细胞生物学 生物 连接蛋白 基因剔除小鼠 三苯氧胺 诱导多能干细胞 胚胎干细胞 缝隙连接 受体 遗传学 细胞内 癌症 乳腺癌 基因
作者
Minjun Kang,Choon-Soo Lee,HyunJu Son,Jeongha Lee,Jaewon Lee,Hyun Ju Seo,Moo-Kang Kim,Murim Choi,Hyun-Jai Cho,Hyo‐Soo Kim
出处
期刊:Circulation Research [Ovid Technologies (Wolters Kluwer)]
卷期号:135 (11): 1098-1115
标识
DOI:10.1161/circresaha.124.324670
摘要

BACKGROUND: Latrophilin-2 (Lphn2), an adhesive GPCR (G protein-coupled receptor), was found to be a specific marker of cardiac progenitors during the differentiation of pluripotent stem cells into cardiomyocytes or during embryonic heart development in our previous studies. Its role in adult heart physiology, however, remains unclear. METHODS: The embryonic lethality resulting from Lphn2 deletion necessitates the establishment of cardiomyocyte-specific, tamoxifen-inducible Lphn2 knockout mice, which was achieved by crossing Lphn2 flox/flox mice with mice having MerCreMer (tamoxifen-inducible Cre [Cyclization recombinase] recombinase) under the α-myosin heavy chain promoter. RESULTS: Tamoxifen treatment for several days completely suppressed Lphn2 expression, specifically in the myocardium, and induced the dilated cardiomyopathy (D-CMP) phenotype with serious arrhythmia and sudden death in a short period of time. Transmission electron microscopy showed mitochondrial abnormalities, blurred Z-discs, and dehiscent myofibrils. The D-CMP phenotype, or heart failure, worsened during myocardial infarction. In a mechanistic study of D-CMP, Lphn2 knockout suppressed PGC-1α (Peroxisome proliferator-activated receptor gamma coactivator 1-alpha) and mitochondrial dysfunction, leading to the accumulation of reactive oxygen species and the global suppression of junctional molecules, such as N-cadherin (adherens junction), DSC-2 (desmocollin-2; desmosome), and connexin-43 (gap junction), leading to the dehiscence of cardiac myofibers and serious arrhythmia.

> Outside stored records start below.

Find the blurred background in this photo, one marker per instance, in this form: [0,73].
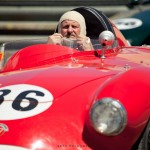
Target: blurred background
[25,19]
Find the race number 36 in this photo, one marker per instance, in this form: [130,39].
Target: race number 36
[23,100]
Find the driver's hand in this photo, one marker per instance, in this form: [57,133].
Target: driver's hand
[84,43]
[56,38]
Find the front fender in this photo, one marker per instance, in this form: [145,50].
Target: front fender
[132,89]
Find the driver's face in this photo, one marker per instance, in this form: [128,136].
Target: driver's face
[70,29]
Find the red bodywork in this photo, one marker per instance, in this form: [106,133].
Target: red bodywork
[46,92]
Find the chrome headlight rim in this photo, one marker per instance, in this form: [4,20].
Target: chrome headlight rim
[116,104]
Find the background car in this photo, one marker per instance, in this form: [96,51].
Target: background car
[136,27]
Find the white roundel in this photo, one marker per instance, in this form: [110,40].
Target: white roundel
[7,147]
[23,101]
[127,23]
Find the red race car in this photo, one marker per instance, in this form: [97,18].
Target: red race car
[56,97]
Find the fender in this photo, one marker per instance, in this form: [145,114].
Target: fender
[133,93]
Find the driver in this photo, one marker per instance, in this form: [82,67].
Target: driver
[72,26]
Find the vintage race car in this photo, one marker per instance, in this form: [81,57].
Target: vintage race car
[135,27]
[57,97]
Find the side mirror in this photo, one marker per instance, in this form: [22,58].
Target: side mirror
[106,39]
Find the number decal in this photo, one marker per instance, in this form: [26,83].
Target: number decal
[23,100]
[4,92]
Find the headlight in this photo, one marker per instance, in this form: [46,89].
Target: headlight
[108,116]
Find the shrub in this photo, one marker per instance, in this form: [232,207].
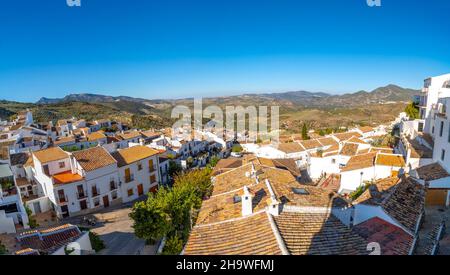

In an experimental therapeutic trial, activators of p38-MAPK (p38 mitogen-activated protein kinases), which is a downstream signaling molecule of Lphn2, remarkably rescued the D-CMP phenotype of Lphn2 knockout in the heart by restoring PGC-1α and mitochondrial function and recovering global junctional proteins. CONCLUSIONS: Lphn2 is a critical regulator of heart integrity by controlling mitochondrial functions and cell-to-cell junctions in cardiomyocytes. Its deficiency leads to D-CMP, which can be rescued by activators of the p38-MAPK pathway.